I also mentioned in an earlier blog that my Grandson explained to his Mother one day when he was 3-years old that he died before when he was 8-years old and when he woke up she was his new Mommy. And he insisted that he wasn’t in family photos before he was born because at the time he was dead.  Then there is my other Grandson who mysteriously taught himself how to read before even starting kindergarten. He is still reading at an advanced level and can complete his math homework in a very short period of time. His Dad says that he looks at the math problem on his homework and calculates the problem in his head then writes down the answer within seconds. This grandson considers the work that he is given at his school is beneath his abilities and calls it “baby work!”  Was this child born with the intelligence to do his school work assignments with ease, or was it a learned ability carried forth from a previous life?

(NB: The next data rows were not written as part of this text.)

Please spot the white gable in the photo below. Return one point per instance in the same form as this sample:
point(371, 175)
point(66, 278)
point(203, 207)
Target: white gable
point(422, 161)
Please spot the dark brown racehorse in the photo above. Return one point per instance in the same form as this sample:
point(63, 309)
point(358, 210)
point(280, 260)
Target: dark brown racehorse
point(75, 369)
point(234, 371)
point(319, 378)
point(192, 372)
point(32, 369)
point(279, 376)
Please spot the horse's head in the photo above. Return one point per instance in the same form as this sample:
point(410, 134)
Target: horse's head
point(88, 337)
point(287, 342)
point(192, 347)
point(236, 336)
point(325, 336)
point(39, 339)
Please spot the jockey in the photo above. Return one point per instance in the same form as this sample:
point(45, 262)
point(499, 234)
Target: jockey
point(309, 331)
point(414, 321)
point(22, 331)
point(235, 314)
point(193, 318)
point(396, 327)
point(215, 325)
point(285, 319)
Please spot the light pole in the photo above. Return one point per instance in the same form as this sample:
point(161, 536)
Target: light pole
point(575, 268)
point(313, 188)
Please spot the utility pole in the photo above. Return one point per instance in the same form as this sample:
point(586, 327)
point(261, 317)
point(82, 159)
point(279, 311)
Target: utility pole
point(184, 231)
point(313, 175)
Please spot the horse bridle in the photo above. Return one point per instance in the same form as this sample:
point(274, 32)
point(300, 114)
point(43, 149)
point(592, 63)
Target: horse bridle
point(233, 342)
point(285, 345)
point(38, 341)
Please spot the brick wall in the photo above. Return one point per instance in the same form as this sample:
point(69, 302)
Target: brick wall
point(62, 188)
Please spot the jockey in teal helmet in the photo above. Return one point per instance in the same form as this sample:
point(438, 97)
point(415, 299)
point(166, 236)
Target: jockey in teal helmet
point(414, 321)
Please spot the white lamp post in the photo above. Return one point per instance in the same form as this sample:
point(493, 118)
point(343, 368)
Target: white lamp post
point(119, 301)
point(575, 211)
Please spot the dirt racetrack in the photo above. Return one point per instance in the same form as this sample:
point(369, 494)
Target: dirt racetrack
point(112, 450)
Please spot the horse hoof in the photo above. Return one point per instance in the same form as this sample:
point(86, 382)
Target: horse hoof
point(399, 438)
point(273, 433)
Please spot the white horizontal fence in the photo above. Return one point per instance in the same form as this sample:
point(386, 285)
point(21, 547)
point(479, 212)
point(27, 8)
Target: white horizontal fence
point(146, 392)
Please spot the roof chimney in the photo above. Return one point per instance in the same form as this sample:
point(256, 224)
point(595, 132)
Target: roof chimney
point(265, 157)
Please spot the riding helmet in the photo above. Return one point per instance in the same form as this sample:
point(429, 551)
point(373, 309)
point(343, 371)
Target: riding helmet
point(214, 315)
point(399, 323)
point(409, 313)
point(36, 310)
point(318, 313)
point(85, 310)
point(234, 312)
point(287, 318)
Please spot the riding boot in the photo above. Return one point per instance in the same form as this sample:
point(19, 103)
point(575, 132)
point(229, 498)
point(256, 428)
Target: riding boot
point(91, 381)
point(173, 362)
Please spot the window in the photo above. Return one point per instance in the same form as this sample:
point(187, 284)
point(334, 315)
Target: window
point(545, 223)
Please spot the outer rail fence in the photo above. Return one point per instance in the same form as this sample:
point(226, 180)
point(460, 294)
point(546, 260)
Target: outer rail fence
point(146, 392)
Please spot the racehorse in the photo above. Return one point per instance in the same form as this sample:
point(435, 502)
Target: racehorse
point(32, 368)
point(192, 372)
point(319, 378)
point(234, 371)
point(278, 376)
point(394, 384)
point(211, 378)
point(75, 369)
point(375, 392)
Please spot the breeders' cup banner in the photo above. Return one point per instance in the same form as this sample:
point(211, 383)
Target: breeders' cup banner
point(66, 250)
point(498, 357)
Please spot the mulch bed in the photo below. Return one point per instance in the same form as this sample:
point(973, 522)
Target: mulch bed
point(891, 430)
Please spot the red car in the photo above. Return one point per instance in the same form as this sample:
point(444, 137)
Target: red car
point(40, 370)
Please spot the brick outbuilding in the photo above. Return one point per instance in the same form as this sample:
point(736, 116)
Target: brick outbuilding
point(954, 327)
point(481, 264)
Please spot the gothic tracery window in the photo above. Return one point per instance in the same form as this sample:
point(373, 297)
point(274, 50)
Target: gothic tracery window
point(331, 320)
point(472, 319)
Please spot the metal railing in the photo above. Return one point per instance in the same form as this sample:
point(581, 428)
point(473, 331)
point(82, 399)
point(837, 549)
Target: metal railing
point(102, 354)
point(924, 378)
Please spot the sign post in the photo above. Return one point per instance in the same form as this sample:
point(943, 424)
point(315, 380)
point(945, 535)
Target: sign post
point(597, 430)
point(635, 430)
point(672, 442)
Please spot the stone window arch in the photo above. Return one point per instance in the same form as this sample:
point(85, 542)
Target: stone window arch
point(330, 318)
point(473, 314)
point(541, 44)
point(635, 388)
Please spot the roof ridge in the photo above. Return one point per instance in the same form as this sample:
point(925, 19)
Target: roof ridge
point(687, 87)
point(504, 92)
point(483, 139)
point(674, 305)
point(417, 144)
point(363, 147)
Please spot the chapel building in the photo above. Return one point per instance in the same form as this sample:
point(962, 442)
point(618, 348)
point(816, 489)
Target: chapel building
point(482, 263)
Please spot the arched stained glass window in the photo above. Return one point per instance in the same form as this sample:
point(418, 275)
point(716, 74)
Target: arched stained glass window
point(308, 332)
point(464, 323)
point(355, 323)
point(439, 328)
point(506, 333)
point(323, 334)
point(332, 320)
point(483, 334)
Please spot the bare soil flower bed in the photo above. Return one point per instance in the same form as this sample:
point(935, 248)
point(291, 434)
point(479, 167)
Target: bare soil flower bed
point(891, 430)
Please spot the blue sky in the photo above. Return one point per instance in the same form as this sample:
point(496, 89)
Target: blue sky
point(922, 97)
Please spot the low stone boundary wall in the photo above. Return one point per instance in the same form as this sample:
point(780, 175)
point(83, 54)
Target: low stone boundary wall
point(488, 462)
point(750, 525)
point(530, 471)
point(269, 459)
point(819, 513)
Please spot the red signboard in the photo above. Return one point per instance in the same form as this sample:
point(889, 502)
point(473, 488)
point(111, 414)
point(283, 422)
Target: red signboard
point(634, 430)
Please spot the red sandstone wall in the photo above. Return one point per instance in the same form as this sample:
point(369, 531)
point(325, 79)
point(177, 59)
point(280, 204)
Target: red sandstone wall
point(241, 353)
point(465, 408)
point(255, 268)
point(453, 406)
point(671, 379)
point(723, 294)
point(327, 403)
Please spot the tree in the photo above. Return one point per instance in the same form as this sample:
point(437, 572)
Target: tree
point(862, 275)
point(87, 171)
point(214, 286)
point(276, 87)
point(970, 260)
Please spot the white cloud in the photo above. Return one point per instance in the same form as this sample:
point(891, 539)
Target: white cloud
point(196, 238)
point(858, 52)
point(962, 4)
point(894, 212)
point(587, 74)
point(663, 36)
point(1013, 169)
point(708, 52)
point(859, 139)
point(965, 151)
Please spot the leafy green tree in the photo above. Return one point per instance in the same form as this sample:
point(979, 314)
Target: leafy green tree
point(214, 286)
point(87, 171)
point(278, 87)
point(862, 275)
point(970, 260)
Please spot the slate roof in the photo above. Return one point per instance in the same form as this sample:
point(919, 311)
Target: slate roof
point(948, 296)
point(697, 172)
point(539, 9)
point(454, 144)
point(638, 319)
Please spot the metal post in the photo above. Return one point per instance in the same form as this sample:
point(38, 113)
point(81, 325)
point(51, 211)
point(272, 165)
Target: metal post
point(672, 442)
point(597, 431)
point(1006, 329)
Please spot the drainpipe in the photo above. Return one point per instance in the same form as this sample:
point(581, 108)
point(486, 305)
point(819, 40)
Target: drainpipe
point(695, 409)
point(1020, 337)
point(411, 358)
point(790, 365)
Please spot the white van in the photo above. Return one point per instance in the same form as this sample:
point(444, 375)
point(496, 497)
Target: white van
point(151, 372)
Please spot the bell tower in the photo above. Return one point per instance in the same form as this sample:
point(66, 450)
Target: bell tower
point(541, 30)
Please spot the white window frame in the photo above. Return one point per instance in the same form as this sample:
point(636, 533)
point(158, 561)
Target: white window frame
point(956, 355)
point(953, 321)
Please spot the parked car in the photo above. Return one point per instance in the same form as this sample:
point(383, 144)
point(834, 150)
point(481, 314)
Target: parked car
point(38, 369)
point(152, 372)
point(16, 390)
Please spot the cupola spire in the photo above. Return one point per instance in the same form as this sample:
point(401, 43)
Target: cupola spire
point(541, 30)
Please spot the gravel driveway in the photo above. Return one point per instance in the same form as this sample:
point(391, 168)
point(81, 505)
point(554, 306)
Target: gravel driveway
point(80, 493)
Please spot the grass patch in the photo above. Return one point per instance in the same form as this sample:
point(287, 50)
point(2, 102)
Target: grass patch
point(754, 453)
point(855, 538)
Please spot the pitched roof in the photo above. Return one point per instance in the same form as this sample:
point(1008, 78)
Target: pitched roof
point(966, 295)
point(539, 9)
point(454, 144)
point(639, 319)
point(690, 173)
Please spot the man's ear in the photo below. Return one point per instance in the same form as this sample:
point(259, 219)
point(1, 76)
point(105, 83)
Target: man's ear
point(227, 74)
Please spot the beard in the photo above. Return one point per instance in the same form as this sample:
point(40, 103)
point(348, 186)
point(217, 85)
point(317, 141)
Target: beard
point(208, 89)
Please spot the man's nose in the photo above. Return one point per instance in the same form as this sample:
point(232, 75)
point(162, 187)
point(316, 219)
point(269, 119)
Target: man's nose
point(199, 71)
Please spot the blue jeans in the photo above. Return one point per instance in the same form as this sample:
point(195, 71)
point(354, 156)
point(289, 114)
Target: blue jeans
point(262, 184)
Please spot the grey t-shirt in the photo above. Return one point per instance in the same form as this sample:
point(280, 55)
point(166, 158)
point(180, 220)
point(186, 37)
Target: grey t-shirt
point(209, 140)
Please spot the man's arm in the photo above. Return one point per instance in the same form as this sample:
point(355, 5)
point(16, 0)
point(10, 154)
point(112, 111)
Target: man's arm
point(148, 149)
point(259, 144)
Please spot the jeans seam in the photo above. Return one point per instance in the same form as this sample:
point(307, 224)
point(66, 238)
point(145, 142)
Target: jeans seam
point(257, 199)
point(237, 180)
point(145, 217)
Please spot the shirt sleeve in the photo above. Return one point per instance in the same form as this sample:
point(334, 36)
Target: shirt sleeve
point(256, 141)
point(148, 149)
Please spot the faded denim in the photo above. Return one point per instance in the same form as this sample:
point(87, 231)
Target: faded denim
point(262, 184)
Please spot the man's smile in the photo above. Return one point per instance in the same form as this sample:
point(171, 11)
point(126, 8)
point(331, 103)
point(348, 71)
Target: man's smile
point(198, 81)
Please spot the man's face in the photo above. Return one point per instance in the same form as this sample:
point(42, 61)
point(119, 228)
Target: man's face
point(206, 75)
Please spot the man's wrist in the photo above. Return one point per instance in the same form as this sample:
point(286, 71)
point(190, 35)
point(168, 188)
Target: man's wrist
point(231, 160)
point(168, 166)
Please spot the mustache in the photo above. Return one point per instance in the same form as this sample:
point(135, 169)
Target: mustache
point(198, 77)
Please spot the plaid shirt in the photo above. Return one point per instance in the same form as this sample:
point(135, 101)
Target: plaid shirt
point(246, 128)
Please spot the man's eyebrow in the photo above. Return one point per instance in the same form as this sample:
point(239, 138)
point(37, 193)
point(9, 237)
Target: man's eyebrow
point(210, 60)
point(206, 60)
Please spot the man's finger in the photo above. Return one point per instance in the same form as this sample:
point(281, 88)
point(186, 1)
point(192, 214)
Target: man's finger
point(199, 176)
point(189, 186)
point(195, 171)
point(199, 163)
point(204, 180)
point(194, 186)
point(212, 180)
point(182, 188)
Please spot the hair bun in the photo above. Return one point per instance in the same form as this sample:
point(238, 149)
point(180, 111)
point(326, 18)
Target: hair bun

I believe that all of our loved ones who have passed on are still with us… and if we pay attention can still sense their presence.  When I was a child and we had assemblies at school for some award I received or some program I was involved with I could always tell that my Father was there just by hearing his distinctive cough… it was always very comforting to me when I heard that cough, I’m still listening for it.  My Grandfather was always gardening or watering his garden with a garden hose by hand, which is something that I do today, and he is always there with me telling me “atta boy.”  He was also always painting something or refinishing furniture so the smell of fresh paint or varnish is always very comforting to me.

All of this is solid evidence that my loved ones will always be with me.  Yes it does hurt when they pass on, but if we truly have faith that they will always be with us but at the same time believing that are in a way much better place for them then the pain is much less for those of us left behind.  When my father was on life support and my siblings and I had to ask for that support to be terminated because we knew that it was our father’s decision, still left me feeling bad about it for a couple of weeks until I had a dream where I asked my father if he could come back to life would he? His response was no… he was having way too much fun reliving the experiences in his life as if it were the first time. That dream… if it was a dream…made me feel much better.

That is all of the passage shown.